Thanks for the script @RickLan! Let me try to reproduce now …

Hey Rick (@RickLan ). I got the following (slightly modified) script working in the current master. Could you take a look? I’m doing the compute_action calls separately (one per agent) as this is required to specify the correct policy for each of the agents.
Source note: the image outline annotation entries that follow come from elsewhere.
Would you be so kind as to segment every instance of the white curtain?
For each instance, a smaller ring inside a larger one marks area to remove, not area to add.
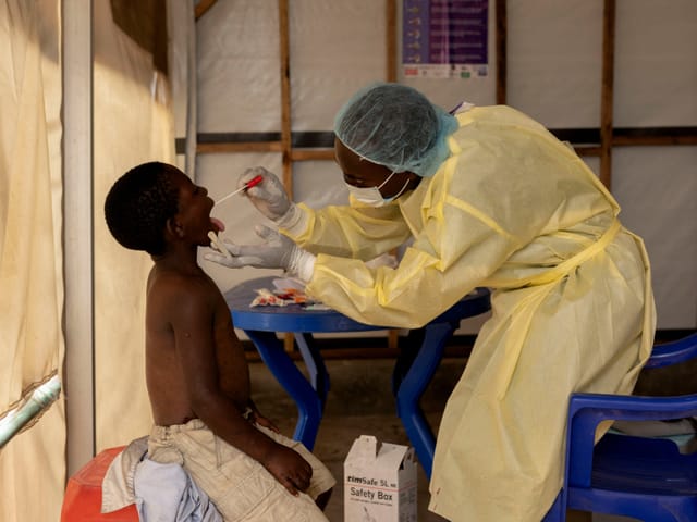
[[[61,374],[59,0],[0,0],[0,415]],[[0,450],[0,520],[58,520],[62,397]]]

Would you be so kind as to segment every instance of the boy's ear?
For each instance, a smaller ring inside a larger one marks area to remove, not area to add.
[[[184,226],[180,223],[176,216],[172,216],[167,220],[167,232],[176,239],[184,237]]]

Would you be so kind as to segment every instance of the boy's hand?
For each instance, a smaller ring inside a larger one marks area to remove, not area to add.
[[[277,445],[261,463],[291,495],[297,496],[309,487],[313,468],[291,448]]]

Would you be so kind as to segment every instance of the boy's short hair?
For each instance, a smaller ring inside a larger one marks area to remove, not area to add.
[[[179,170],[152,161],[131,169],[113,184],[105,201],[111,235],[123,247],[164,253],[167,220],[179,211],[179,191],[170,175]]]

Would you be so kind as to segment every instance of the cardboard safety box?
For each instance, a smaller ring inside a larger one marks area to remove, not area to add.
[[[416,522],[414,448],[354,440],[344,461],[344,522]]]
Also, when calling env.step, I have to recompile the newly calculated action dict.

import ray
import ray.rllib.agents.a3c as a3c

from ray.rllib.examples.env.random_env import RandomMultiAgentEnv

num_agents = 2
config = a3c.DEFAULT_CONFIG.copy()
config["num_workers"] = 1
config["env_config"] = {
  "num_agents" : num_agents,
}
env = RandomMultiAgentEnv(config["env_config"])
config["multiagent"] = {
  "policies" : { # (policy_cls, obs_space, act_space, config)
    "{}".format(x): (None, env.observation_space, env.action_space, {}) for x in range(num_agents)
  },
  "policy_mapping_fn": lambda x: "{}".format(x),
}

ray.init()


import ray.rllib.agents.a3c as a3c
agent = a3c.A3CTrainer(config=config, env=RandomMultiAgentEnv)

# run until episode ends
episode_reward = 0
done = False
episode_length = 10
length_count = 0
obs = env.reset()
while not done and (length_count <= episode_length):
    # NOTE: policy_id are strings ("0" or "1"), agent_id are the respective ints (0 or 1).
    # This is due to your "policies" dict using str keys (to identify the two policies used) in the "multiagent" setup.
    action1 = agent.compute_action(obs[0], policy_id="0", explore=False)
    action2 = agent.compute_action(obs[1], policy_id="1", explore=False)
    obs, reward, done, info = env.step({0: action1, 1: action2})
    length_count += 1
    print(length_count, reward)

1 Like

Hi @sven1977 ,

Thanks for getting back on this.

Looks good. As soon as I did that (TF error when restoring from checkpoint, multi-agent - #3 by RickLan), the tensorflow errors went away. Sorry if I did not make that clear.

I was using v1.2.0. Good to know it still works on the master.